AustLII [Home] [Databases] [Search] [WorldLII] [Feedback] [Help] Related Links

SINO CGI API

* Full SINO Documentation
* AustLII VC List

You are here: AustLII >> Technical Library >> Web Developers >> SINO CGI API

Overview

...and so welcome to the SINO CGI API.

Physical Concordances

A concordance is an index of words, built over a group of documents. For example, the entire AustLII primary and secondary materials collection is indexed in a single physical concordance. A concordance acts much like the index at the back of a book. You look up a word, and get a list of documents (or in a book index, a list of page numbers).

A physical concordance ("PhC") is one that actually exists on the system. That is to say, there is a real file that corresponds to that PhC. In the context of virtual concordances below, a PhC is sometimes also known as a "database" (but don't confuse this with an AustLII database -- they're seperate concepts of "database").
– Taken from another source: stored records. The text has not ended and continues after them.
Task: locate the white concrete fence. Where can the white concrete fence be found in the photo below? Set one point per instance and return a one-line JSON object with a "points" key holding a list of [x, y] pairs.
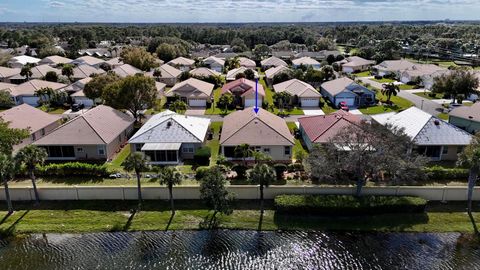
{"points": [[437, 193]]}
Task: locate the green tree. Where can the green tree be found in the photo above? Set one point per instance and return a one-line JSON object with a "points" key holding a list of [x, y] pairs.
{"points": [[170, 177], [262, 175], [26, 71], [214, 193], [51, 76], [7, 172], [67, 70], [95, 87], [225, 101], [470, 158], [389, 89], [30, 156], [133, 93], [139, 58], [138, 163]]}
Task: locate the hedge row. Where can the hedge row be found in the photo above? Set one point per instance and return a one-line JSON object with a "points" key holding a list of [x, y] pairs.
{"points": [[348, 204], [441, 173], [74, 168]]}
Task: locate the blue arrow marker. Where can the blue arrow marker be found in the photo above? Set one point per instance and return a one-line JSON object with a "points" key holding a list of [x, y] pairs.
{"points": [[255, 109]]}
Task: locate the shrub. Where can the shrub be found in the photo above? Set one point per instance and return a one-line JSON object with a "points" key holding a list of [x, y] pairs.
{"points": [[202, 156], [74, 168], [348, 204], [280, 169], [240, 170], [441, 173]]}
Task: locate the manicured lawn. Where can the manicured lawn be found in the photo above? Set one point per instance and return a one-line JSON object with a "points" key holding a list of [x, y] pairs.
{"points": [[427, 95], [104, 216], [214, 144]]}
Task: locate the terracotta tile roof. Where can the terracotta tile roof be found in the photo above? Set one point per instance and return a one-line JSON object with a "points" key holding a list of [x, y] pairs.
{"points": [[100, 125], [243, 86], [263, 128], [27, 117], [321, 128]]}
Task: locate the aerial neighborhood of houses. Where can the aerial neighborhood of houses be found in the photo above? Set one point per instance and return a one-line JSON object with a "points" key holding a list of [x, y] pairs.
{"points": [[303, 100]]}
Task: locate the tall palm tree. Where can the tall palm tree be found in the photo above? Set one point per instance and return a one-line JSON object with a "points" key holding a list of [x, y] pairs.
{"points": [[26, 71], [170, 177], [138, 163], [7, 171], [470, 157], [390, 89], [263, 175], [30, 156]]}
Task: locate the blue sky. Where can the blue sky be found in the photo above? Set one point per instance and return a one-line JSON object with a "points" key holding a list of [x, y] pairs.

PhC's have a file location on the web server, but you can't access them directly. You can only access their contents via the virtual concordance ("VC"). This is actually much more convenient, but sometimes you want to be able to refer to specific PhC within a search form. In such cases, you use the PhC alias to "single out" the PhC within the VC.

Virtual Concordances

A virtual concordance ("VC") is a collection of one or more physical concordances ("PhC's") that you can search in one hit. When building a search interface into AustLII, you must specify one (and only one) VC. Your users search is then conducted over the documents in that VC.

As stated above, a VC is one or more PhC's. So in searching a VC, you may in fact be moving over multiple concordances. For example, here are three PhC's that exist on AustLII:

  1. /au: Concordance of all Australian materials under www.austlii.edu.au/au/;

  2. /nz: Concordance of all New Zealand materials under www.austlii.edu.au/nz/;

  3. /sp: Concordance of all South Pacific materials under www.austlii.edu.au/sp/.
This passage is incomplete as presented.